A guardrail can sit on the way in, validating or cleaning what reaches the model, or on the way out, checking what the model produced before it is used. Deterministic and service-based guardrails need no model call at all, and an input guardrail that triggers can skip the LLM call entirely, so unsafe or out-of-scope requests never reach the model in the first place.

What’s included:
- Deterministic input and output guardrails: rule-based checks that validate content without invoking an LLM, including minimum and maximum values, regex patterns, block- and allowlist and more.
- Guardrail agents (policy agents): an LLM-based judge that evaluates content against a natural-language policy and returns a pass or fail verdict, for safety, tone and compliance. Define your own rules in a Policy Agent which is then configured as a guardrail.

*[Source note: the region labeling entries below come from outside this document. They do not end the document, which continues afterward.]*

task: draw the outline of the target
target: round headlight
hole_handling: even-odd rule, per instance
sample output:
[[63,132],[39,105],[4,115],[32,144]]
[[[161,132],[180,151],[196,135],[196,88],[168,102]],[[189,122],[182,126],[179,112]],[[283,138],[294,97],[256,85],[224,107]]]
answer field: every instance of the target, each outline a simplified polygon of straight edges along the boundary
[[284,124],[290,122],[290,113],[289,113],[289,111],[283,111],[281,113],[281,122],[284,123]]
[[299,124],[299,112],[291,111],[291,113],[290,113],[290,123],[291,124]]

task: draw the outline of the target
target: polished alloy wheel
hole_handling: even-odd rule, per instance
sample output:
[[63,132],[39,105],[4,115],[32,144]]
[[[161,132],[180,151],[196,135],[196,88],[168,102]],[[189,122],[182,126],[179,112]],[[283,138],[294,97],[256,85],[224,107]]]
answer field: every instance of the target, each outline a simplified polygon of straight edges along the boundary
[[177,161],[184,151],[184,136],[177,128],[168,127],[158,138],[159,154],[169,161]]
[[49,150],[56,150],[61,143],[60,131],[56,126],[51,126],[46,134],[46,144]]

- Service registry guardrails: delegate a guardrail check to a registered service, so existing validation, classification or moderation services can act as guardrails.
- Sanitization: guardrails that clean or redact content rather than only blocking it, so a run can continue with safe input or output.

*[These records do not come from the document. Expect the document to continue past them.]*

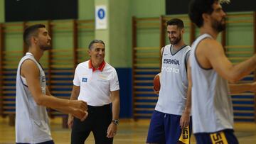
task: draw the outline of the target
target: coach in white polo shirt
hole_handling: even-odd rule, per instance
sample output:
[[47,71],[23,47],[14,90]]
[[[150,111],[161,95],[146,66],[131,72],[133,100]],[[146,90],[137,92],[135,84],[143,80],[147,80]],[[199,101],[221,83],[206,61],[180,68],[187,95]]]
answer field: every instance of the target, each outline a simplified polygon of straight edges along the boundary
[[91,131],[96,144],[112,143],[120,105],[117,74],[104,60],[105,45],[102,40],[92,40],[88,53],[90,60],[80,63],[75,69],[70,99],[86,101],[89,115],[84,121],[69,116],[71,143],[83,144]]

- Skip the LLM call on trigger: a triggered input guardrail short-circuits before the model runs, saving cost and removing risk.

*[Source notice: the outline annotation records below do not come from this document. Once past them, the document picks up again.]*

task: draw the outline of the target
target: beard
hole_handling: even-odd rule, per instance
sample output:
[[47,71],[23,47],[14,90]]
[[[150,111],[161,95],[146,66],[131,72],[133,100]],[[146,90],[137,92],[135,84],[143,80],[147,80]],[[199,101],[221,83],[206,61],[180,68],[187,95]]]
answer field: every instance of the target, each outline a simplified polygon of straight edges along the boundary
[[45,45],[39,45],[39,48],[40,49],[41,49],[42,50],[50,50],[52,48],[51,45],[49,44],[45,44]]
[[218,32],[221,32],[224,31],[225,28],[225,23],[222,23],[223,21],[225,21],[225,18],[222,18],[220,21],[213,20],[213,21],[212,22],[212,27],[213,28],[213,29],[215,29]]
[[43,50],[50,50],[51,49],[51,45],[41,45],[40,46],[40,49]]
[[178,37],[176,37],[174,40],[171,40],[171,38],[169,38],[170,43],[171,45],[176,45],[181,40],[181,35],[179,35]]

- Choose the outcome: a triggered guardrail can warn and continue, or throw a business error.
- Layered: Combine multiple guardrails for a stronger safety net.
Why it matters
Autonomy is only adoptable when it is governable, and a single check is rarely enough. Layering deterministic rules, policy agents, service-based checks and sanitization lets an organisation match the guardrail to the risk, block the cheap and obvious cases without a model call, and reserve the LLM judge for nuanced policy. Because a triggered guardrail can raise a business error, it becomes visible to the business logic surrounding the agent, which can handle it appropriately.
How it works
Guardrails are configured on the agent, on the input path, the output path, or both. When one is triggered you choose its behavior: warn and continue, or throw a business error. That business error is engine-neutral, so it can be caught by a BPMN error boundary event or a CMMN fault sentry, and the handling can be specific to the guardrail that fired based on the error code. One triggered guardrail might retry with corrected input, another might route to a person, another might end the run. Flowable provides ready-to-use service model connectors for popular content moderation APIs, such as OpenAI Moderation, Presidion PII Detection, LLM Guard and Guardrails AI. These connectors can be downloaded from our documentation and imported into your app in Flowable Design.

Visibility and metrics
Every guardrail evaluation is tracked in the agent timeline, alongside the prompts, tool calls and responses of the run, so you can see which guardrail ran, what it decided, and whether content was sanitized. Guardrail metrics, such as how often a guardrail triggers and the overall pass rate, are also collected into the agent operations dashboards, so trends are visible at a glance. See Agent observability and Hub on-premise and operations for those dashboards.
Example
An AI agent handles incoming requests. A deterministic input guardrail rejects anything over a size limit before any model runs. A sanitization guardrail strips known sensitive patterns from the input. A policy agent then checks the request is in scope. On the way out, an output guardrail throws a business error if the draft reply discloses internal information. The case model catches that specific error, sends the draft back for one automatic rewrite, and escalates to a reviewer if it triggers again.